Data out on the land.

Thursday, May 21st, 2020

People who live in rural areas are discovering in our new be-at-home, family-be-with-you-at-home reality that the choice of which cell provider you have can make a difference in the quality of data. Quality as in “is it fast and abundant?”

And beyond the big three or so, if you have a cell provider that is reselling service from one of the U.S. big folks (AT&T, Verizon, T-Mobile) they may have great deals on data, but in the tiny type it may say that during times of high usage on a particular cell tower, you may be ‘deprioritized,’ which is a polite sounding way of saying your data speeds, specifically, your download speeds, will be throttled down to those of a bygone era. You will be put in line behind those with more premium plans from the big three themselves, and thus you will get data crumbs, not all-you-can-eat richness.

For a variety of reasons, Sammy and I have nearly identical iPhones with two different providers, AT&T (prepaid) and a service named Visible, which is fully owned by Verizon. The latter service is strong at our little cottage in the Upper Peninsula, until too many users cram onto the solitary cell tower we all share, and wammo, download speeds plummet. The former has a weaker signal overall where we want to use it, but it’s, as far as we know, never deprioritized.

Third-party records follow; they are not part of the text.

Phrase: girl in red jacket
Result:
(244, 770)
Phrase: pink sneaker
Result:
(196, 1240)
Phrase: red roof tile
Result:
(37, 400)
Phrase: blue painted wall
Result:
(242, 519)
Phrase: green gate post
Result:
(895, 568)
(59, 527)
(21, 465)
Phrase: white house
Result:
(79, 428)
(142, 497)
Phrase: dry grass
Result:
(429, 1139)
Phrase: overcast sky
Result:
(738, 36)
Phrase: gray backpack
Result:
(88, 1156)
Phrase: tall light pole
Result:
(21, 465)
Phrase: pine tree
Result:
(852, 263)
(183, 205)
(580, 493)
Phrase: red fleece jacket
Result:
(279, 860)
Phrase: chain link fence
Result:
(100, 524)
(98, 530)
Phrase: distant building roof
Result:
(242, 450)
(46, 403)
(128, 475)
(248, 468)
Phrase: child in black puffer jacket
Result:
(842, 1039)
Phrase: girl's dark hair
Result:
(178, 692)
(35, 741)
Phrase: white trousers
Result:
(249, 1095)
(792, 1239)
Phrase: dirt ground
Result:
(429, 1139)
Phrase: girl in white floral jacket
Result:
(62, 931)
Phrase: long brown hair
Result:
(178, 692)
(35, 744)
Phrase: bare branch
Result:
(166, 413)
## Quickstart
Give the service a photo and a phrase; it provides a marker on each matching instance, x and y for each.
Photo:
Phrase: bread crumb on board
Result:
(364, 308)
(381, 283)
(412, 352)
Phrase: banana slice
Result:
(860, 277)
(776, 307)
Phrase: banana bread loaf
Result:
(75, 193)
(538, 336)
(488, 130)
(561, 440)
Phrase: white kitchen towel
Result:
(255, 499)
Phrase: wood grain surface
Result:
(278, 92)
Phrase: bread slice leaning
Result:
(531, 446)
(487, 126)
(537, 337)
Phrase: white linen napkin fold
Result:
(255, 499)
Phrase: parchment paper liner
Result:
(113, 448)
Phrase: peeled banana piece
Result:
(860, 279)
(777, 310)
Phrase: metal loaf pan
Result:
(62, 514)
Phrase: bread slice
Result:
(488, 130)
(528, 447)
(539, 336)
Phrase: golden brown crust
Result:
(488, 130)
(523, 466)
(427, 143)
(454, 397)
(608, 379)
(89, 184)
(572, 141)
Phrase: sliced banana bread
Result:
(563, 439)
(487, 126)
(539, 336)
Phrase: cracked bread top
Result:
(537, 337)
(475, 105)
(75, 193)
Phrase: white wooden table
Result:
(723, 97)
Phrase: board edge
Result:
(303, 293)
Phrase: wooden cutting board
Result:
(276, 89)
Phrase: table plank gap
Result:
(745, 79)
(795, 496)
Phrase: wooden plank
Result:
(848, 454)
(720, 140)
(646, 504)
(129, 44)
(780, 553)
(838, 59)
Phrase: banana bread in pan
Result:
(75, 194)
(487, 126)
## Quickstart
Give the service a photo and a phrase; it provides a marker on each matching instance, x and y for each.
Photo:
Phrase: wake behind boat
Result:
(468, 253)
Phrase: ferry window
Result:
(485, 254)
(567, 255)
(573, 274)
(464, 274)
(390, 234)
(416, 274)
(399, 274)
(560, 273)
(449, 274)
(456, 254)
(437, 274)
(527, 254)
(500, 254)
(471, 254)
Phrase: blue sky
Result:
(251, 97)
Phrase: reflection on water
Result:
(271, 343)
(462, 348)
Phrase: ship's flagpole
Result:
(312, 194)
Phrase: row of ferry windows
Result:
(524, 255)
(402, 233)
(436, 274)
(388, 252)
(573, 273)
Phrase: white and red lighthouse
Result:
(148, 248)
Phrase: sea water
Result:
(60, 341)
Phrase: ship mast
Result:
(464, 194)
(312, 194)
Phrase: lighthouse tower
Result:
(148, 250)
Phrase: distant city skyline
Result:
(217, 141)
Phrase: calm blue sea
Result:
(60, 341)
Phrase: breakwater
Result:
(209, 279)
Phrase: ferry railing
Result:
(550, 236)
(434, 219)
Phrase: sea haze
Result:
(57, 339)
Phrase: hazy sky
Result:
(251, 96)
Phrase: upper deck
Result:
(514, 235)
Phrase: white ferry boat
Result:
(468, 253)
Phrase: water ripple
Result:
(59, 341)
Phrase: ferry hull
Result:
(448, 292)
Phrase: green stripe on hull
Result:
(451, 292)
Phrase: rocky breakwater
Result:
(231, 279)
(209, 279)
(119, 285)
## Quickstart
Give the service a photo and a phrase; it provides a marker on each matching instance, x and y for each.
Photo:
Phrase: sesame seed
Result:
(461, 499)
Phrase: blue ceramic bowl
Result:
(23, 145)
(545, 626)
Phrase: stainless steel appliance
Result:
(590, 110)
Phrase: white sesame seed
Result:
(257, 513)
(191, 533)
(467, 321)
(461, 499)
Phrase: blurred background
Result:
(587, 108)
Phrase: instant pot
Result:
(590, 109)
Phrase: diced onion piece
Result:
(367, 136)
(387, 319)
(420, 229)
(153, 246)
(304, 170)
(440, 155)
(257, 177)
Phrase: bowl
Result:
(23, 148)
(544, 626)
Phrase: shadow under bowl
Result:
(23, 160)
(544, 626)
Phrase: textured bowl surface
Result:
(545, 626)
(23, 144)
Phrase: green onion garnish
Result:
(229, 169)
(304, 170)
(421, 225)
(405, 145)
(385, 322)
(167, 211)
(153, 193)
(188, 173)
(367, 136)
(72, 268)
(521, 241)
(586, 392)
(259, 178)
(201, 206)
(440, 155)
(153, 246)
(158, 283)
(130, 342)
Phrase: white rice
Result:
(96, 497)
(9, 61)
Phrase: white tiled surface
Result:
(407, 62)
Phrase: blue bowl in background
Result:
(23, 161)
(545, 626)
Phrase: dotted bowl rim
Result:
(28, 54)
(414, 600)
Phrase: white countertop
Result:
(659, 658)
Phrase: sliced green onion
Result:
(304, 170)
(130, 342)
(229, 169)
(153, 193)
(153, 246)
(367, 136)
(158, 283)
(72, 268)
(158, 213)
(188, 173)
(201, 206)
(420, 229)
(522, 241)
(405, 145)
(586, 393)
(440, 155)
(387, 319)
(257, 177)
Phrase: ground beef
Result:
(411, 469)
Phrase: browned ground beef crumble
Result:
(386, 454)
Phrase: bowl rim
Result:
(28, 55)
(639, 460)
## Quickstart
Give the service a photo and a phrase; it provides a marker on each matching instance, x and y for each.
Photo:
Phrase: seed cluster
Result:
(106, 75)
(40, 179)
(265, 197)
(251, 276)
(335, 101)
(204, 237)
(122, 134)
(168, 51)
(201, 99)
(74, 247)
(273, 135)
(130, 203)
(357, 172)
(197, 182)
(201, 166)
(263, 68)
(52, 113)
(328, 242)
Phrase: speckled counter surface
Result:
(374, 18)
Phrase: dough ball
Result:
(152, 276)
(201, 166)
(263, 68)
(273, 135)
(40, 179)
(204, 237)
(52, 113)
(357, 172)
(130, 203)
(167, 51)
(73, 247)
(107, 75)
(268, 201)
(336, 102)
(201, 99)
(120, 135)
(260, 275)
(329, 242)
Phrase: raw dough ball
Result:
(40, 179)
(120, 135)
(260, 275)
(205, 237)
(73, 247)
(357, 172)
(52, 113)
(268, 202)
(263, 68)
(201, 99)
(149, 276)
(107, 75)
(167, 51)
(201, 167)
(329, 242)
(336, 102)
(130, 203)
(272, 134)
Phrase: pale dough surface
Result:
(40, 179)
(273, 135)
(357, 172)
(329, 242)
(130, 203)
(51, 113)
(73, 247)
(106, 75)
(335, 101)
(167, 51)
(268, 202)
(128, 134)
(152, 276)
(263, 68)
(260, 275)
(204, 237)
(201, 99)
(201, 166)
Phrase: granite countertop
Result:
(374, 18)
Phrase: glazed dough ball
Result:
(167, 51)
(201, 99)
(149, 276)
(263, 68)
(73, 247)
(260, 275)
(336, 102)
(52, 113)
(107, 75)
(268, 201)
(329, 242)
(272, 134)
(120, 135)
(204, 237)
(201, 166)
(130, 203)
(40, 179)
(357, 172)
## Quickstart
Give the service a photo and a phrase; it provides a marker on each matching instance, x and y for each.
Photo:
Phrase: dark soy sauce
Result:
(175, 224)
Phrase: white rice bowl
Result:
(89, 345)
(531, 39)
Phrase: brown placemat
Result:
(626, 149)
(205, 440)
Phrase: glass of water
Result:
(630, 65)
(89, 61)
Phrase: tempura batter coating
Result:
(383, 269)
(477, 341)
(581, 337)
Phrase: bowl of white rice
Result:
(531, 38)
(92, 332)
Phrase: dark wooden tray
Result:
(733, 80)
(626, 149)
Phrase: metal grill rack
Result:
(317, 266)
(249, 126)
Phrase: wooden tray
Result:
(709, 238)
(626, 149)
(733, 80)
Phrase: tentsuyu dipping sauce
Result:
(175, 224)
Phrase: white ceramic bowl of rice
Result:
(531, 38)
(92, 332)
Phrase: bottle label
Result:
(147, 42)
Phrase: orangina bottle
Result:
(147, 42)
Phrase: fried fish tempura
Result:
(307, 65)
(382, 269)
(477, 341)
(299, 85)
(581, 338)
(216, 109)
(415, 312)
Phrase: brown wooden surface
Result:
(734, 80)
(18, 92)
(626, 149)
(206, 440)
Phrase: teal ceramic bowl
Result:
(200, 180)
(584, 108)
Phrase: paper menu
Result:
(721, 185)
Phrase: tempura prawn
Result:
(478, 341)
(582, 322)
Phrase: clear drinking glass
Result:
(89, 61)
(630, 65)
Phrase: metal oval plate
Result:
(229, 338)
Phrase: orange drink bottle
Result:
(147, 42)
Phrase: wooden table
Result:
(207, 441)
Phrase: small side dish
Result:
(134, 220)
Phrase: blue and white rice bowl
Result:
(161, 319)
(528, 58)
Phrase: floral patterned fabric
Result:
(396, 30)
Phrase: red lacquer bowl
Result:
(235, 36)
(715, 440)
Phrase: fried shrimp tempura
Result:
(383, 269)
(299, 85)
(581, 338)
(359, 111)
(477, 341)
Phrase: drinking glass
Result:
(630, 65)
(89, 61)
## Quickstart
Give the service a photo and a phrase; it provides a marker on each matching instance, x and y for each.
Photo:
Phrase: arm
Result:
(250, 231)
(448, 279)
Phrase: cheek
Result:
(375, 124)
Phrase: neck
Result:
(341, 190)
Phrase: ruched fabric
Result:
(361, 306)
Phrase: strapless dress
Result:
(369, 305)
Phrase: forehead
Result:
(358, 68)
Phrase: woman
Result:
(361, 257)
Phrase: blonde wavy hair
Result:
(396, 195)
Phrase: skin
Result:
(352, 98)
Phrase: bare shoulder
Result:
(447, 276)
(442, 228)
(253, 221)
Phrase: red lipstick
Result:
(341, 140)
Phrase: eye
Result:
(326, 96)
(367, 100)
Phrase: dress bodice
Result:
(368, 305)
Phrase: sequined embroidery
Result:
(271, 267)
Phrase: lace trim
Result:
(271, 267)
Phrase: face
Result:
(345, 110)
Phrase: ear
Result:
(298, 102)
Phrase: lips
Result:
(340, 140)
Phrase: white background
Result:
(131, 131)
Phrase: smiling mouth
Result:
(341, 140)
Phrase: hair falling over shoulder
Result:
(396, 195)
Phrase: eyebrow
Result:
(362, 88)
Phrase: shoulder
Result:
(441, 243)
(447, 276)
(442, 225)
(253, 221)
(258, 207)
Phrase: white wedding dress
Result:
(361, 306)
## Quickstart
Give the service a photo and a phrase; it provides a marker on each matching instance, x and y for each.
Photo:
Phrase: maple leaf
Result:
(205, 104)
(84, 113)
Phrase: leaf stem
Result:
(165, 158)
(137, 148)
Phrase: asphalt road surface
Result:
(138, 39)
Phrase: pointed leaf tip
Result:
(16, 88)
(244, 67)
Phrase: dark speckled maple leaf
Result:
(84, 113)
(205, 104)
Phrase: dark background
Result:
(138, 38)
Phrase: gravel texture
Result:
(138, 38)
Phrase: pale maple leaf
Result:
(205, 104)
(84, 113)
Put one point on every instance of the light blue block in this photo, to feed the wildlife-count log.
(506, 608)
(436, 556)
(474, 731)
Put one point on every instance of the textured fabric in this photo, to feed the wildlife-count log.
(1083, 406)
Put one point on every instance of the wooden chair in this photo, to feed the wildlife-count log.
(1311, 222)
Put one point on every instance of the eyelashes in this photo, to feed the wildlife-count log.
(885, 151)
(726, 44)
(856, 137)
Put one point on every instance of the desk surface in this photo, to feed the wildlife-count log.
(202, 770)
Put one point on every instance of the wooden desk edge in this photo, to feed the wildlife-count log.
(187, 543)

If you live in a place like this and want to be sure that first of all you can even ‘see’ (pick up the signal of) at least one of a certain company’s cell tower, what do you do? (Say, for example, you’re a new phone owner and want to pick a carrier.) Well, the companies will tell you they have these great coverage maps. These maps are of course, wildly optimistic and wildly vague and they don’t show you where the towers precisely are, and even if you spot a tower, it’s probably owned by a tower-owning company who is leasing space on it to one of the big three, and that information (which towers are hosting who) should in a just version of the United States, be easy to access from, say, the Federal Communications Commission, because we are talking about radio signals and transmission towers here, but…sadly, no, it’s treated as proprietary corporate information. Just look at these fine colorful vague maps again!

So sometimes when we’re in an area we can at least do a reliable comparison between our two phones, side by side, as we drive through rural places. Some places: “ah, strong Verizon LTE.” Others: “I think the AT&T’s stronger, two bars…wait, dropping to one.”

Some of the places we thought we knew well are definitely, post-Coronavirus, suffering the effects of too many people at home trying to eke what they can out of overburdened towers.

Which makes me want to run the FCC, take it over, and mandate more reasonably-priced, LTE signal for more rural areas, and an end to deprioritization. Connect as many as you can, but don’t make some take a back seat to others. Things getting clogged? Incentivize building new towers or adding new transmitters on existing towers, fast. Let’s have clear data on how many people can use tower X serving community Y at the same time.

In these times in rural America, it’s not just for fun and games. It’s a lifeline.